Turkey’s deputy prime minister has warned Syria of “disastrous consequences” should the Syrian government send forces to support Kurdish militias Ankara considers terrorist groups linked to an insurgency inside its own borders.
Bekir Bozdag made the comments following reports Monday by Syrian news agency SANA that forces loyal to the Syrian government would be deployed to the Kurdish-held region “within hours.”
Bozdag called the reports “unconfirmed” and “unrealistic,” according to Turkey’s Anadolu state news agency, but added that “any decision by the Syrian regime to send forces in Afrin to support PYD/YPG terror organizations or any step taken in this direction will have disastrous consequences for the region.”
Three Kurdish militia — the Kurdish Democratic Union Party (PYD), the People’s Protection Units (YPG) and the Kurdistan Workers’ Party (PKK) — have borne the brunt of a month-long offensive Turkey launched in Afrin to clear the border of the Kurdish groups it considers to be terrorist organizations, along with ISIS militants still remaining on the battlefield.
On Monday, it appeared that the Kurdish factions had forged a new alliance with forces loyal to the Syrian government.
The potential deployment of pro-regime forces to Afrin to support the Kurdish militias in their fight against Ankara complicates an already fraught conflict in the Kurdish regions of northern Syria.
It essentially places the YPG — allies with the US in the fight against ISIS — on the same side as forces loyal to Syrian President Bashar al-Assad, who the US opposes.
It was not immediately clear where or what type of forces the Syrian regime is deploying. Kurdish official Badran Jia Kurd said “army troops” would be deployed along the border based on an agreement between Damascus and Syrian Kurdish fighters, Reuters reported Sunday.
YPG officials refused to comment on the purported deal when contacted by CNN.
Turkey is staying put
Turkish Foreign Minister Mevlut Cavusoglu said Monday Turkey has no intention of suspending operations in Afrin, and questioned the value of any Syrian government deployment to the area.

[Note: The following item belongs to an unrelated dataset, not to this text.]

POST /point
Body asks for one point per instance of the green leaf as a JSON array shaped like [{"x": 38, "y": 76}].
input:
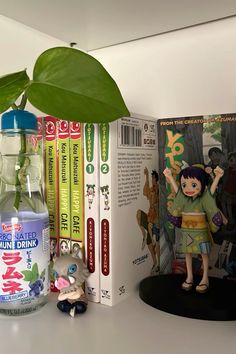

“If they do go in, what are they [the Syrian forces] going in to do? That is what is important. If the regime goes in to clear the PKK/YPG then there is no problem. But if the regime is going to protect the PKK/YPG then we, Turkey and Turkish soldiers, cannot be stopped,” Cavusoglu said at a news conference in Amman.
Afrin has sustained relentless attacks from Turkey since January 20, when Ankara launched a campaign called Operation Olive Branch.
Turkish-backed Syrian rebel fighters fire from the town of Salwah towards Kurdish forces from YPG in the Afrin region, February 19.
Turkey sees the quest by the Kurds — who are spread out in Turkey, Syria, Iran and Iraq — to establish an independent homeland as an existential threat to its territorial integrity. And Turkey has long warned that it will not tolerate YPG control of much of its border with Syria.
An estimated 16,000 people have been displaced by the fighting, which has been punctuated by relentless airstrikes and shelling, according to the United Nations.
A US announcement in mid-January that it would form a 30,000-strong Kurdish-led border force in northeastern Syria also sparked this heightened period of US-Turkey tension.
Syrian Kurds mourn in the northern town of Afrin during the funeral of YPG fighters on February 18, 2018.
Pushing peace talks on the phone
According to a readout from the Kremlin, Russian President Vladimir Putin and Turkish President Recep Tayyip Erdogan discussed the Turkish operations in Afrin, but offered few details on Monday’s call.
It also said that the Russian and Turkish leaders continued to promote their own Syrian peace talks effort — together with Iran — in Astana, Kazakhstan, over anything the UN-sponsored talks in Geneva might produce.
Noting the “positive dynamics in the development of Russian-Turkish cooperation,” the Kremlin said that “special attention was paid to the further strengthening of the interaction in the Astana format.”
“The readiness for close coordination of the efforts of Russia, Turkey and Iran was confirmed with a view to ensuring the effective functioning of the de-escalation zones and the promotion of the political process,” the Kremlin statement said.
Last month, Russian Foreign Minister Sergey Lavrov was heckled during his speech at a Russia-engineered peace conference at the Black Sea resort of Sochi. The conference was snubbed by many opposition figures, and some of those who actually attended walked out during Lavrov’s address.
Organizers of the summit had hoped the talks would lead to a new draft constitution for Syria and bring an end to sanctions imposed on the state.